# Feature based methods

In this notebook we will exploring a very naive (yet powerful) approach for solving graph-based supervised machine learning. The idea rely on the classic machine learning approach of handcrafted feature extraction.

In Chapter 1 you learned how local and global graph properties can be extracted from graphs. Those properties represent the graph itself and bring important informations which can be useful for classification.

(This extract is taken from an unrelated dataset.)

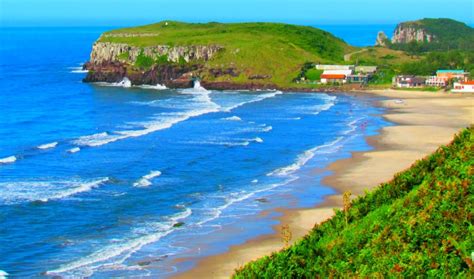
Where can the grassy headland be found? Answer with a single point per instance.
(418, 223)
(271, 50)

In this demo, we will be using the PROTEINS dataset, already integrated in StellarGraph

In [None]:
from stellargraph import datasets
from IPython.display import display, HTML

datasets.PROTEINS.url = 'https://www.chrsmrrs.com/graphkerneldatasets/PROTEINS.zip'

dataset = datasets.PROTEINS()
display(HTML(dataset.description))
graphs, graph_labels = dataset.load()

To compute the graph metrics, one way is to retrieve the adjacency matrix representation of each graph.

In [None]:
# convert graphs from StellarGraph format to numpy adj matrices
adjs = [graph.to_adjacency_matrix().A for graph in graphs]
# convert labes fom Pandas.Series to numpy array
labels = graph_labels.to_numpy(dtype=int)

In [None]:
import numpy as np
import networkx as nx

metrics = []
for adj in adjs:
  G = nx.from_numpy_matrix(adj)
  # basic properties
  num_edges = G.number_of_edges()
  # clustering measures
  cc = nx.average_clustering(G)
  # measure of efficiency
  eff = nx.global_efficiency(G)

  metrics.append([num_edges, cc, eff])



We can now exploit scikit-learn utilities to create a train and test set. In our experiments, we will be using 70% of the dataset as training set and the remaining as testset

In [None]:
from sklearn.model_selection import train_test_split
X_train, X_test, y_train, y_test = train_test_split(metrics, labels, test_size=0.3, random_state=42)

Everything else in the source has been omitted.